Coming up with the numerous Subject terms is more work and may require a different approach than for the terms of the other facets, which may be based on user needs and expectations. The terms in the Subject facet need to be based primarily on the subject of the content items being tagged. Other techniques for developing taxonomy terms, such as stakeholder interviews and search query logs, are helpful for other facets, but not so much for Subjects.

A taxonomy is built in a combination of top-down (identifying facets and top terms) and bottom-up (identifying the individual terms needed for indexing) tasks. The Subjects are developed a little bit top-down but more bottom-up. The top-down approach for Subjects starts with identifying the subject domain and scope and then any primary divisions in that domain, based on familiarity with the subject area and the content collection. The bottom-up approach involves looking a numerous individual content items to determine the main topics they are about and developing terms for these topics.

Determining what content items are about and what terms describe is the activity of descriptive indexing. I prefer to use the word indexing than tagging here, especially in absence of a taxonomy/controlled vocabulary, which has yet to be created, because it is an analytical task. (See my earlier blog post “Tagging vs.Indexing.”) So, at this stage it may help to have someone who has experience as an indexer do test-indexing of a rather large, representative sample of the content. Guidelines should be established at the start, such as each document is to be assigned index terms for the document as a whole, not for each section, and that a document should be assigned no more than three Subject index terms, for example.

The terms will need to be individually reviewed so that similar terms can be considered for merging into a single concept (and alternative labels/synonyms might be created). To keep the number of terms more manageable for review, it’s best to review and edit the terms periodically, before completing the test-indexing of the entire sample set of content. Thus, developing the taxonomy of Subjects by means of test-indexing is an iterative process. You will probably see trends, patterns, and possibly subcategories emerge from the terms as you collect them. The initial terms that come out of test-indexing can be quite specific and then made broader later. It’s easy to edit specific terms into broader terms, while it is not possible to go the other direction without reviewing the content again. In some cases, you can identify the key terms from the tile of a document or the caption/description of an image, but often for text you need to read headings/subheadings and skim the text or look at an image.

Ideally, this test-indexing can be saved, so when actual indexing is done with the final taxonomy, the indexing work does not have to be repeated. But often this is often not possible. So, test-indexing should not be too thorough or laborious. Before I became a taxonomist, I was an indexer, so I am quite efficient at this task, and I enjoy it.
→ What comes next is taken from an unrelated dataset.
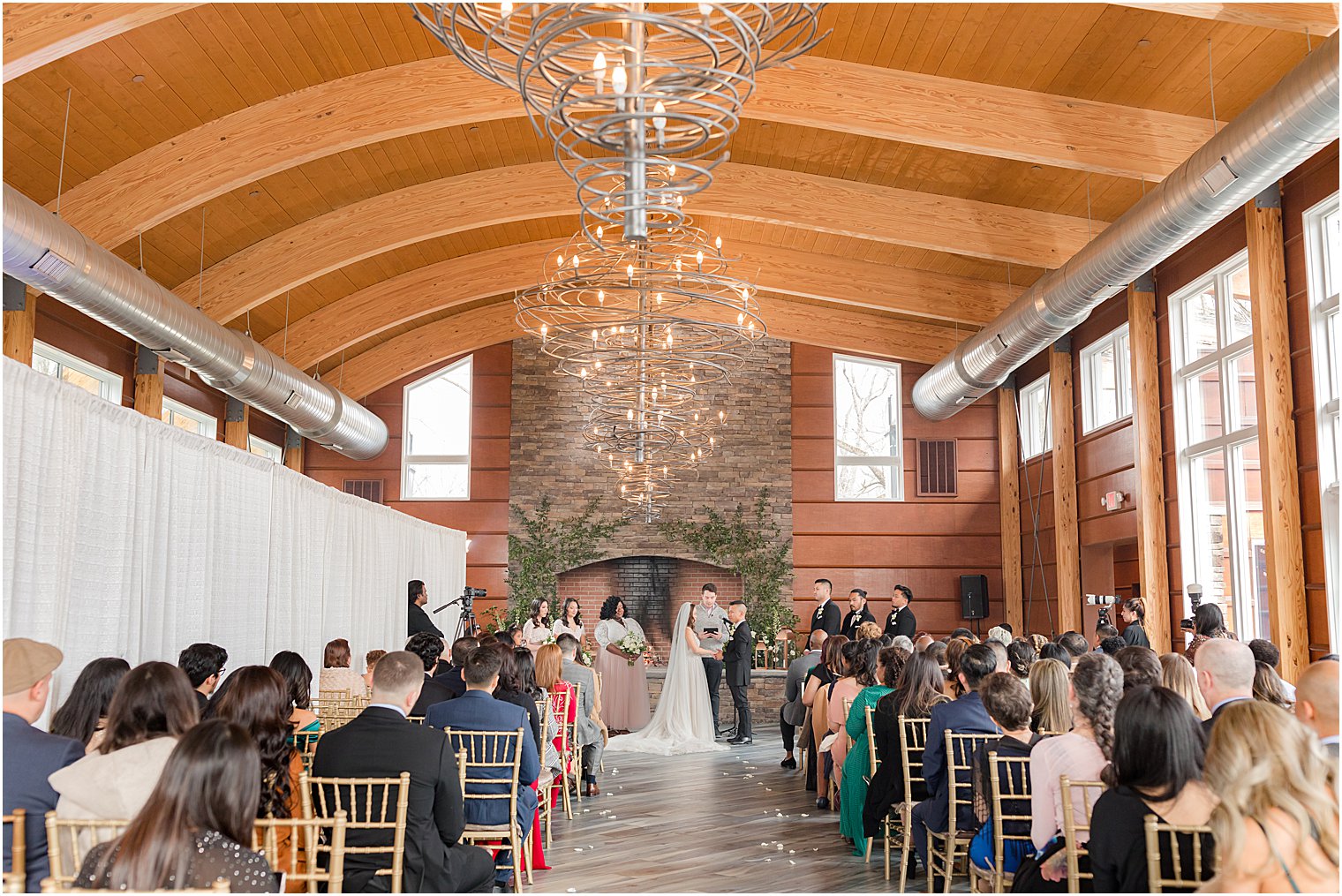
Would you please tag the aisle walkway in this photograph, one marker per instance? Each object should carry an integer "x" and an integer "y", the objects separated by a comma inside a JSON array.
[{"x": 710, "y": 823}]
Keep in mind that a taxonomy should continue to get updated even after it is implemented. This is especially the case for the Subjects, as new content will introduce new topics not yet included within the Subject terms. Thus, the test-indexing need not be completely comprehensive. It is understood that more Subject terms will be added as needed later. What is important is that new terms are added only in accordance with established policy.